Herschel shrugged. “I’m not changing my mind about this.”
“Why is it so important to you?” I asked curiously. Considering that my grandfather had lived alone, here on this large property, for multiple decades, it didn’t really make sense that he was bringing in strangers after the place had filled up with family members and their significant others. “Like I said, I could help you out.”
“I have my reasons,” he said mysteriously. “I don’t owe you an explanation, either.” He got up from the table, put his dirty mug into the dishwasher, closed it with a click, and walked out the back door.
I took that to mean he didn’t want my help.
“Breakfast?” Templeton asked as though the last two people we’d been speaking to hadn’t stormed out.

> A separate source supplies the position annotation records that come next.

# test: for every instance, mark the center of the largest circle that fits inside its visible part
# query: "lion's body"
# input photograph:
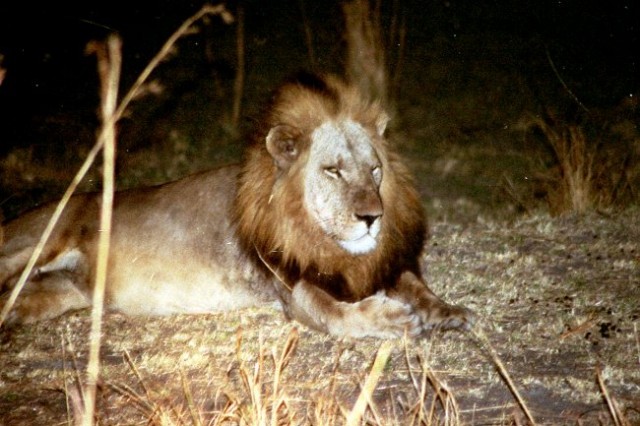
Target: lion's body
(323, 217)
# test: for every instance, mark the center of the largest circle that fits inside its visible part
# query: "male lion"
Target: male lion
(321, 215)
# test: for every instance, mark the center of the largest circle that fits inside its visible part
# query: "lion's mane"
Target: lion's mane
(270, 213)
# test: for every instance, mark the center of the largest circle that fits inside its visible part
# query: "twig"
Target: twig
(503, 372)
(370, 383)
(618, 419)
(109, 65)
(133, 92)
(553, 67)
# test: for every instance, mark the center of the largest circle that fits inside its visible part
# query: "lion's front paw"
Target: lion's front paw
(377, 316)
(448, 317)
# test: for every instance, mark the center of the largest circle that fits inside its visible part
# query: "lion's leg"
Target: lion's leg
(46, 296)
(433, 312)
(375, 316)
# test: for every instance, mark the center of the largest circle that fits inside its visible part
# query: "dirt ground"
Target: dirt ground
(557, 300)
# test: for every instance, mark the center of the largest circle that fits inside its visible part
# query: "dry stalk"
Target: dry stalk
(109, 64)
(614, 411)
(443, 397)
(484, 343)
(365, 397)
(267, 406)
(135, 90)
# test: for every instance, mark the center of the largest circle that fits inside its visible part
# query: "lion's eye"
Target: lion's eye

“Sure,” I said. “What is it?”
Templeton glanced at me and then chuckled. He held up the pan so that I could see what was inside. There was a stick of butter, unmelted, that had been chopped up into little pieces. “It’s not anything, yet. I was just trying to stay out of the argument.”
“Wise call,” I complimented him.
“I noticed that you didn’t offer an opinion on the matter,” he commented, turning toward the refrigerator.
“That’s because I’m not sure how I feel about it,” I said. “In general, I think it’s a good habit to not form any meaningful opinions before downing at least one cup of coffee. Unlike some people, I prefer my brain cells to be activated before I open my mouth.”
“Look at you, spittin’ wisdom,” God, the anole lizard hanging out in my bra, praised.
His squeaking put a smile in Templeton’s voice as he asked, “Mushroom and Swiss omelet?”
“Please.” I plopped down into the seat Susan had occupied. “I noticed that you didn’t offer an opinion about my grandfather’s plan, either.”
“Oh, I think it’s a wretched idea,” Templeton replied, putting eggs, cheese and edible fungi on the counter by the stove.
He met my gaze and said with a rueful smile, “Because life around here is complicated enough already.”
I saluted him with my cup. “Ain’t that the truth.”